= Chief E. O. Ashamu =

Nigerian landowner

Chief Emmanuel Oyedele Ashamu (1924 - 1992) commonly known as Chief E. O. Ashamu or The Mayo of Oyo was a Nigerian land owner and Oyo Chief who was prominent in the Nigerian business sector during the 1960s - 1990s. He was a pharmacist by training and was the owner of Industrial Chemists Ltd, Lagos. He rose to become one of the most prominent businessmen in Africa, with interests in agriculture, banking, transportation and real estate.

==Early life and education==
Chief Ashamu was born on 14 August 1924, to Chief Agbaakin Ashamu of Oyo, a Yoruba tribal chief in Western Nigeria. He attended Durbar School, Oyo, and the Grammar School, Ilesha. He later studied Pharmacy at Yaba Higher College, graduating in 1951.

==Business career==
He started work with the Nigerian government as a pharmacist at the Orthopaedic Hospital, he later left and joined Lion Chemists as a manager. In 1954, he became the managing director of Industrial Chemists in Lagos. Chief Ashamu was a pharmacist by training and was later the owner of Industrial Chemists Ltd, Lagos, among many other prosperous businesses.

He was board director of Oke-Afa Farms, Oyo Feeds Corporation and the Nigerian Explosives and Plastic Company, all of which he had majority shareholding. In the 60s, he delved into the real estate sector and was involved in land development including Ire Akari estate, Alausa Lagos and many areas of the Yoruba land. His landed property spanned across Nigeria, the United Kingdom and the United States of America.

He was also the owner of Igbeti Marbles: there are two types of marble available in Igbeti; the pure white marble and the gray white marble.

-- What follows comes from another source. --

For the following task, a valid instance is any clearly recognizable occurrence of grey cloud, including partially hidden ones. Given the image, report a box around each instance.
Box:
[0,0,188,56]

Both are of very high quality with about 98% purity. The Ashamu marble deposit extends up to 25 km sq. The then Governor of Oyo State, Chief Bola Ige, commissioned the site where a reported over 2000 people were employed by Ashamu. Ashamu’s investment opened up the Igbeti axis of the state and his name has been synonymous with the marble deposit ever since. Following a legal dispute with the state government, Ashamu’s interest in the business was divested in 1980 causing him to leave the business, resulting in its practical collapse.

==Agriculture==
Ashamu established Oke Afa farms in 1970 which was the largest poultry in the Nigeria and also Oyo Feeds and Premier Farms; at the height of the business, it employed up to 1,000 people. Premier Farms specialised in Maize plantation at its Okaka Farm, Ikoyi, Igbo-Ora, Oyo state, with much of the produce sold to Oyo Feeds which turned it to Animal feed and sold much of it to Oke Afa farms. Oke Afa then sold commercial meat and chicken to eateries and the military. A 1961 US Dept. of State document on Agricultural Investments in Nigeria noted Ashamu Holdings as “one of the largest commercial groups in Nigeria to have begun extensive large scale farming with a commitment to developing such farms”. However, by the late 1970s, agro-business ventures in Nigeria were hampered by import restrictions that curtailed the availability of feed ingredients.

==Controversy==
It is widely reported in Oyo history that Ashamu was the benefactor and backer of Lamidi Adeyemi on his ascension to the throne of Alaafin, becoming the 44th Alaafin of Oyo, Oba Lamidi Olayiwola Adeyemi Alowolodu III, on January 14, 1971.

Although Adeyemi’s ascension was faced with stiff competition, Chief Ashamu rallied the supporters and associates of Adeyemi’s father to ensure the 32-year old Adeyemi emerged victorious. It is reported that the prosperous businessman (Ashamu), once said a priest had told him not to allow the young Lamidi to carry his purse again because he was going to be a king. The priest reportedly told Chief Ashamu that he must deploy his resources to help the young Lamidi against other contenders whenever it was time. That happened. Adeyemi’s coronation as Alaafin was a grand ceremony as never seen before.

==Later years==
Chief Ashamu was the patriarch of a large extended family and known as a revered leader in his community. Chief Ashamu died on 20 August 1992. At his time of death he had an estimated net worth of $250 million US Dollars. He was survived by many children and grandchildren.